For example, the land portion located in the tread center portion is continuously arranged with respect to the tire circumferential direction (including those that are intermittently divided by narrow grooves extending in the tread width direction), and the lug groove located in the tread shoulder portion. An off-road pneumatic tire that improves ride comfort is specified (see, for example, Patent Document 1).
Japanese Patent Laying-Open No. 2005-186703 (FIGS. 1 to 3)

  However, in the conventional off-road pneumatic tire described above, since the land portion located in the tread center portion is continuously arranged in the tire circumferential direction, the ride comfort is improved, but the land portion (block ) Is small enough to improve on-road traction performance.

  Therefore, the present invention has been made in view of such a situation, and provides an off-road pneumatic tire capable of improving traction performance without deteriorating riding comfort on-road.

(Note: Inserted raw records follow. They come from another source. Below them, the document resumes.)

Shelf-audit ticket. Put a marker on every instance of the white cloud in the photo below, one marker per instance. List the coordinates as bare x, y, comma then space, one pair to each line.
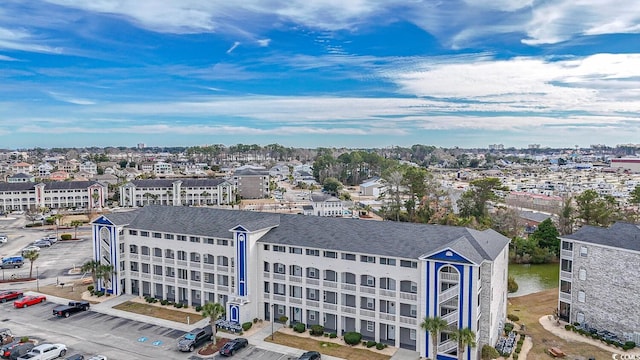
233, 47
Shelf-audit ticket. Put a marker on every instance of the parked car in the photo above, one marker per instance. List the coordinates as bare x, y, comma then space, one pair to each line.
29, 300
233, 346
42, 243
18, 350
10, 295
45, 352
30, 248
310, 355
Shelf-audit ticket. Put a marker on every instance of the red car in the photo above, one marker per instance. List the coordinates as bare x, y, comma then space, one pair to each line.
29, 300
10, 295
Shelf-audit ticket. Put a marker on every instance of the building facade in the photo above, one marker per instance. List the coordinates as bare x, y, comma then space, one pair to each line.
377, 278
182, 192
599, 279
88, 195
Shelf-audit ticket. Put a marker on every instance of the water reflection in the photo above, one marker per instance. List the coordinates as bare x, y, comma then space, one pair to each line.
534, 278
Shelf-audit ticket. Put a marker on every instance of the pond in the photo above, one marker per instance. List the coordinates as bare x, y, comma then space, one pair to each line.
534, 278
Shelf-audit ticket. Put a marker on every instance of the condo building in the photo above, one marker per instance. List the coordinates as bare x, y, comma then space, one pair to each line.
599, 279
377, 278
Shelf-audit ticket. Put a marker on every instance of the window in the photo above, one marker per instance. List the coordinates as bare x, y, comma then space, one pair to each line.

With the goal.

  The inventors have found the following regarding traction performance and ride comfort. That is, as a factor of the traction performance, there is an edge force applied to an edge portion of a land portion (block or the like) formed in the tread pattern. This edge force is the total pressure (edge amount × edge pressure) applied to the stepped-side edge portion formed in the tread pattern when the tire rolls.

  As a method for controlling the edge amount, it is conceivable to increase the number of blocks by increasing the number of grooves within one pitch among pitches that are units in which the tread pattern is repeated in the tire circumferential direction.

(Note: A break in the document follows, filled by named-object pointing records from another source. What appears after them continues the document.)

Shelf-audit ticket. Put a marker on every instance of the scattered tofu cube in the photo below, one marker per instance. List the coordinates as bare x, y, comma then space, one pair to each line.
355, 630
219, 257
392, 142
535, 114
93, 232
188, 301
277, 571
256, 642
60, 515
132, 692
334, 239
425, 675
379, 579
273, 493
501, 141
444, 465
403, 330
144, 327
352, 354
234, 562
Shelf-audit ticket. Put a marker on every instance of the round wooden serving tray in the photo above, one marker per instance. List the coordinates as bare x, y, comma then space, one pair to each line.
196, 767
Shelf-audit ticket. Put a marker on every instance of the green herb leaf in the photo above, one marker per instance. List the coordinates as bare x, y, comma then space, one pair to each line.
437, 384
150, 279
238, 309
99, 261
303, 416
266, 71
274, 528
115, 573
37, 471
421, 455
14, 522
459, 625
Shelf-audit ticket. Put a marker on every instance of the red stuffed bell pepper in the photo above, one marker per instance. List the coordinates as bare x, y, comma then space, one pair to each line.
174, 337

  In addition, as a method for controlling the edge pressure, the number of grooves and the groove width are increased within one pitch, and the negative ratio that is the ratio of the groove to the ground contact surface of the tread portion is increased, whereby the pressure per unit area of the block is reduced. It can be increased.

  On the other hand, as a factor of ride comfort, there is a vibration performance generated when the block contacts the road surface. This vibration performance is affected by the impact on the block that is struck against the road surface when the tire rolls and the action that the block deformed in the tire circumferential direction within the contact surface tries to return to the original state when the block comes out of the contact surface. .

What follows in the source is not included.